If markets are allowed to freely operate, that will solve the problem. Thorium reactors will give us a good 1,000 years and that's a LONG TIME to figure out new solutions.

Thorium reactors are a real thing, they are safe, but we've not had an operating one for like 50 years. They are viable, HOWEVER, they don't produce nuclear weaponry, and the DOE is only interesting in making nuclear weapons.
38   AmericanKulak   2023 Mar 10, 7:20am  

richwicks says


We could (and should) move to thorium

+1 for MSRs powered by throium.

They do produce a miniscule amount of plutonium, but really, the idea that terrorists are going to somehow gather plutonium from multiple MSRs is silly. Also that plutonium is fantastic energy source for satellites and backup for colonies. There's no reason it can't be periodically collected during maintenance and stored somewhere.

Also, much legacy reactor radioactive waste from traditional reactors can be thrown in an MSR a little at a time and get a second 'burn' out of it, which reduces it's half life, provides power, and generally makes the disposal process much more efficient.

There's no meltdown risk with MSRs since the Flouride Salt core would simply cool and solidify, and if it was too hot it the drop in production would be noticable over a while and no sensors could miss it.
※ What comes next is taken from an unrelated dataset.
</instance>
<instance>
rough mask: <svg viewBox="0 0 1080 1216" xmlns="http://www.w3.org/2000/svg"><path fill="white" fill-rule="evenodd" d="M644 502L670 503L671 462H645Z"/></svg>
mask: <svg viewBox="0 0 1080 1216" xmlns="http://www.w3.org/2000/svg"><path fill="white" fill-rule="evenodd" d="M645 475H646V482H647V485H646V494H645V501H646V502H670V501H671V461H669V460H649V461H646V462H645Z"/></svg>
You could also put a plug over a concrete-steel reservoir under the reactor, so if it got too hot the plug would melt and the Flouride Salt would simply flow into the reservoir and away from the core, stopping the process. Unlike Traditional Reactors that would crack and emit radiated steam all over the area, failed MSRs would just pool a small amount of radioactive fluid into a chamber beneath it, or worse case in a small area immediately around the facility. The material would then very rapidly solidify after losing contact with the core making cleanup a snap.

If anybody is interested in the back story, Thorium/LSR was developed on behalf of the USAF as an idea to have huge, never landing bombers, and traditional reactors by the USN to power large ships without the need to constantly refuel (ie SSNs and CVNs).